We're recruiting at the moment and HR have been clear that for some roles it is a candidates market. We've been told hybrid working is a must for this role, luckily that is how we are working but would be difficult if we were not.

DGRossetti · 22/02/2022 07:56

Until the UK develops a culture of employees expecting to be treated like human beings there will always be a lot of shit employers.

I think the sheer numbers of people who can - and now will - move if treated that way is bringing some pressure to bear. Some employers will choose to go bust rather than level up, obviously.

Put another way, as someone who has agitated for remote working since 1996, the last 2 years have seen a sea change.

littledrummergirl · 22/02/2022 08:01

I've just left a job where I was not a good fit.

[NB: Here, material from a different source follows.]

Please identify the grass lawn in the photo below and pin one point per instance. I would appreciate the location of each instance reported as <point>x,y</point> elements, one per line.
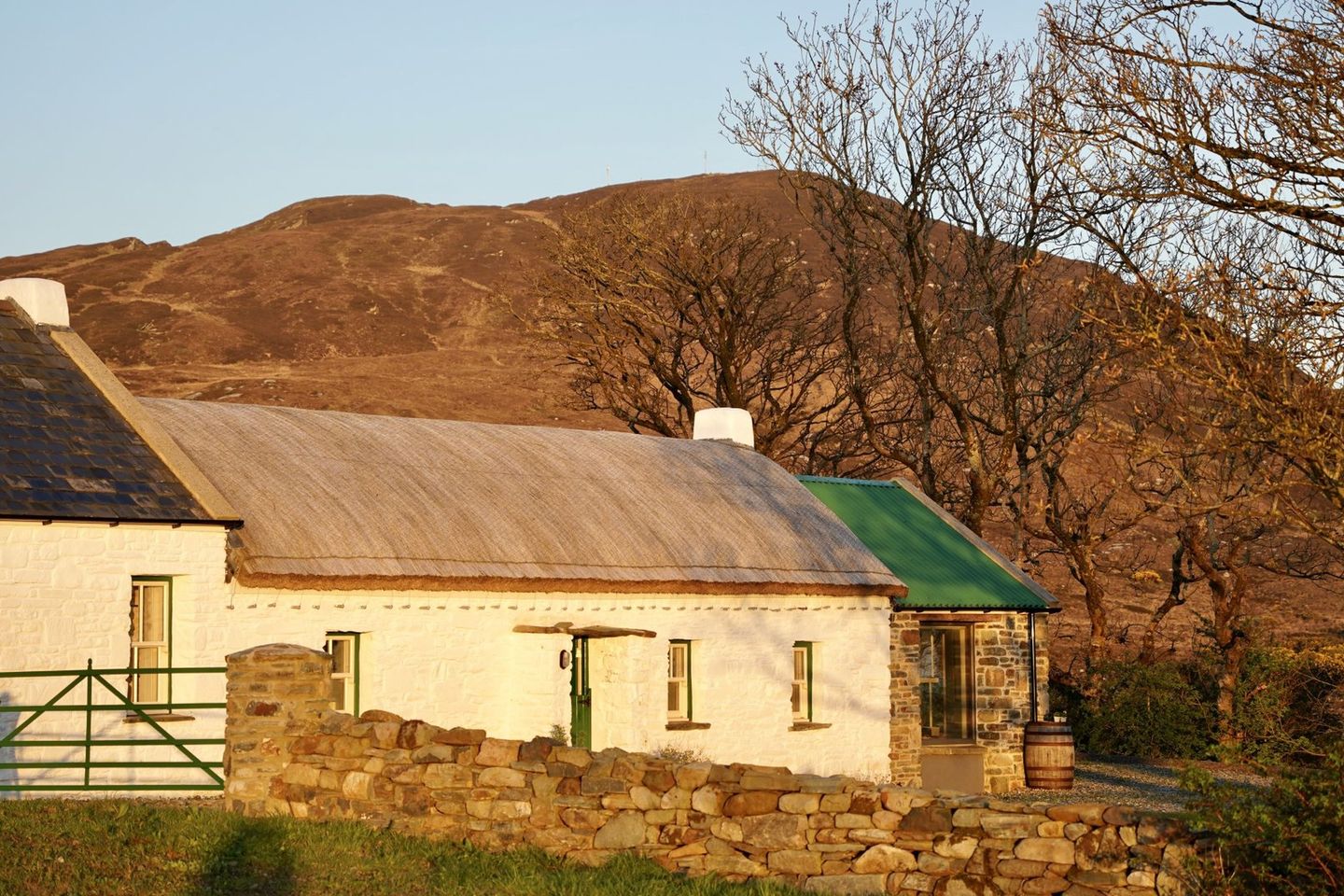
<point>107,847</point>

The salary was ok but I was told by a member of the management team that my previous job role (patient care as gp receptionist) was not on a par with my new role as we were client care and i needed to forget my previous role. For fucks sake, if you have that little respect for the skill set involved why employ me?
They also didn't like that I gave honest client feedback to the management team where the client was unhappy with management. Told me I should have just written conversation with client in the notes rather than laying it out for management. I stand by what I did and accept that this job was a bad fit for me and that I refuse to lower my standards to fit with with someone else's idea of how to do the job.

Money is the reason to go to work, it's not the reason to work for them.

ThatsGoingToHurt · 22/02/2022 08:03

I does make me chuckle when I get contacted by the agencies for the same jobs that come up every year. They want someone professionally qualified to work on site 5 days a week (sat at their laptop) with no flexibility on working days hours but pay 20/30k under the going rate! Then they also try to recruit someone on a fixed term contract instead of a permanent contract (it’s a permanent role) so if they don’t like them they can just let them go after 6 months!

Brefugee · 22/02/2022 08:05

this is a topic of discussion where i work, recruitment and retention are the two big things that companies (big and small) need to address.

If you can't recruit - why can't you get anyone? is what you are asking for too niche? then you must offer OTJ training, with full salary, or you're stuffed. Are your T&C good enough? lots of studies by reputable agencies point to things like diversity in senior management as attracting a bigger pool of better candidates. You can't just pick and choose, employees are now the pickers and choosers. Why should they work for you? think about it

And since headhunting at all levels is now huge, what are you doing to retain your employees? are you moaning that they all want to WFH? why is this? what makes not coming to your physical premises unattractive? are you offering hybrid working? flexible hours (full time as well as part time). Why should your employee stay rather than go somewhere offering better terms?

To quote the carry on films "they* don't like it up 'em!"

*where they = employers

BackwardsPrawn · 22/02/2022 08:09

I fear YABU.

If there's one thing true since the dawn of time, it's that employers will find ways to treat employees worse again. Sadly.